Lama Foundation Design/Build Studio

This project consisted of a two-semester studio where I competed in an in-studio cabin design competition and then built the winning project during the summer semester after the studio. The winning project was built at the Lama Foundation in Taos, New Mexico. My cabin was not selected to be the one that was finally built, but my design was among the top three designs that were considered by the Lama Foundation residents. The cabin was meant to house a long-term caretaker of Lama and had to be able to withstand cold winter conditions at 12,000 feet as well as provide all the basic needs for a resident, including storage, living, working, and spiritual spaces. 


Completed Cabin

This photo shows the build on our final day at the Lama Foundation. The cabin offers views out off of the mountain as well as a sit-in window perfect for nestling down and reading. There is also a small porch hidden behind the plant life, giving residents a quiet nook to practice meditation and enjoy the beautiful New Mexico mountainside. 

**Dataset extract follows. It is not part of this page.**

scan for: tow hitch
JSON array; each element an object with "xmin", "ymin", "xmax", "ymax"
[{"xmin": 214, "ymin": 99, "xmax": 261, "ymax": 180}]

These photos show the creation of our concrete slab, all mixed and poured by hand. The slab sits on six concrete piers that were dug deep into the rocky soil. 



These photos show students and our professors in the process of erecting the glulam beams that support the cabin. Custom steel brackets were fabricated to hold these in place. The glulams added a strong visual appeal to the cabin while providing strong support that could withstand high wind and snow loads that occur in the mountains. 



The cabin was framed using a combination of stick framing and post and beam framing. First, glulams shown in the photos above to the right were shaped to perfection through a combination of hand and power tools, and then erected using manpower alone. Then, stick framing was used to complete the rest of the walls and roof. 



The interior of this cabin consists of storage units, a desk, a bed, a wood stove for winter heating, and a cozy sit-in window for reading and meditation. As a year-round cabin, the wood stove was selected based on its high performance compared to other wood stoves and its reduced demand upon Lama Foundation's limited electricity supply. The logs seen hanging from the ceiling have LED lights built into them.